Ma a lui e agli altri grilli parlanti, noi Pinocchi preferiamo tirare il martello per metterli a tacere. Profeti di sventura! La natura, affiancata dalla tecnica, troverà le giuste soluzioni. E tutto tornerà a posto, per l’eternità. Già, l’ignoranza, la superbia e il delirio di onnipotenza cavalcano assieme nel deserto dell’Antropocene.
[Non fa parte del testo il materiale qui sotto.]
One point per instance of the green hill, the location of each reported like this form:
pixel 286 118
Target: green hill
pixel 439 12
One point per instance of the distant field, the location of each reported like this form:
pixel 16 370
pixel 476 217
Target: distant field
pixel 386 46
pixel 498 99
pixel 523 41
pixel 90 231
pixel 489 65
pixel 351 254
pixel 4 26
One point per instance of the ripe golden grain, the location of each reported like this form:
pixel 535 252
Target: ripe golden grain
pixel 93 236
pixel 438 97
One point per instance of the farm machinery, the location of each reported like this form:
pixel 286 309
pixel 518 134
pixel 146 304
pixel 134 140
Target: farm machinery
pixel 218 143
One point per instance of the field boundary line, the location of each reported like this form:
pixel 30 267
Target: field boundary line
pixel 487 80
Qualche precipitazione ci conforta. Dai, i fiumi, i laghi, i torrenti, gli invasi, si riempiranno quanto basta. “Che dice la pioggerellina di marzo, che picchia argentina sui tegoli vecchi del tetto, sui bruscoli secchi dell’orto, sul fico e sul moro ornati di gemmule d’oro? Passata è l’uggiosa invernata, passata, passata! Ciò canta, ciò dice; e il cuor che l’ascolta è felice”. Angelo Silvio Novaro pubblicò questa tenera filastrocca nel 1930. Era nato a Diano Marina, in provincia di Imperia.
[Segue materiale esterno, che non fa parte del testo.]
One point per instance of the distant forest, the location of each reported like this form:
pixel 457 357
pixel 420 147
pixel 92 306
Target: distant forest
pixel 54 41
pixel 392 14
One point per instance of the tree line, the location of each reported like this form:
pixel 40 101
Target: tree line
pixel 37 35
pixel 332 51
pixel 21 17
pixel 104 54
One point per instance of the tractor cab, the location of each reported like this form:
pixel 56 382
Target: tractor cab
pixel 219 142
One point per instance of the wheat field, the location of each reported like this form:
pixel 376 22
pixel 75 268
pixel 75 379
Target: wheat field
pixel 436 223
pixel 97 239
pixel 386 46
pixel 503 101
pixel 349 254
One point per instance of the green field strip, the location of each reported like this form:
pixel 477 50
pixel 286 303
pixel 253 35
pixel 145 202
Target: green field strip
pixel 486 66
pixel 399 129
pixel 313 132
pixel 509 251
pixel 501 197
Quali rime comporrebbe oggi assistendo alla disidratazione della sua amata Liguria? Il lago artificiale del Brugneto ha cinque milioni in meno di metri cubi rispetto allo stesso periodo di un anno fa. È in pratica già sceso ai livelli della scorsa estate e le precipitazioni dei prossimi giorni, prevede il Secolo XIX, non basteranno certo per far cessare l’ allarme.
Le altre Regioni non stanno meglio. Il Po, al ponte della Becca, in provincia di Pavia è arrivato addirittura a meno 3,3 metri rispetto allo zero idrometrico (il riferimento convenzionale di normalità). Il lago di Garda e il Maggiore hanno percentuali di riempimento del 39 per cento e quello di Como appena del 21 per cento. L’Anbi, l’associazione nazionale dei consorzi di bacino, mette in guardia: “Dati alla mano è lecito ritenere che per almeno tre milioni e mezzo di italiani, l’acqua del rubinetto non può più essere data per scontata”.
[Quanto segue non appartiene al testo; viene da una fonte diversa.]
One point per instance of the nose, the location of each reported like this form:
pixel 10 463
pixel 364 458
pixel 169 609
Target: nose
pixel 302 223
Il governo, bontà sua, annuncia un tavolo di confronto. Forse verrà nominato un commissario ad hoc. I fossi sono aridi ma pieni di proclami e del senno di poi.
Con il loro ticchettio, poco possono le pioggerelline di marzo. Per ripristinare l’equilibrio idrico, ci vorrebbero cinquanta giorni di continuo diluvio, sostengono gli esperti.
Il vecchio Nana sapeva che nemmeno le danze della pioggia servono. Perché anche Manitou nulla può di fronte all’idiozia degli uomini.
Resteranno solo due o tre sorgenti. Poi il mondo sarà fatto da capo. Coloro che sono stati indiani saranno bianchi, e noi che siamo stati bianchi saremo indiani.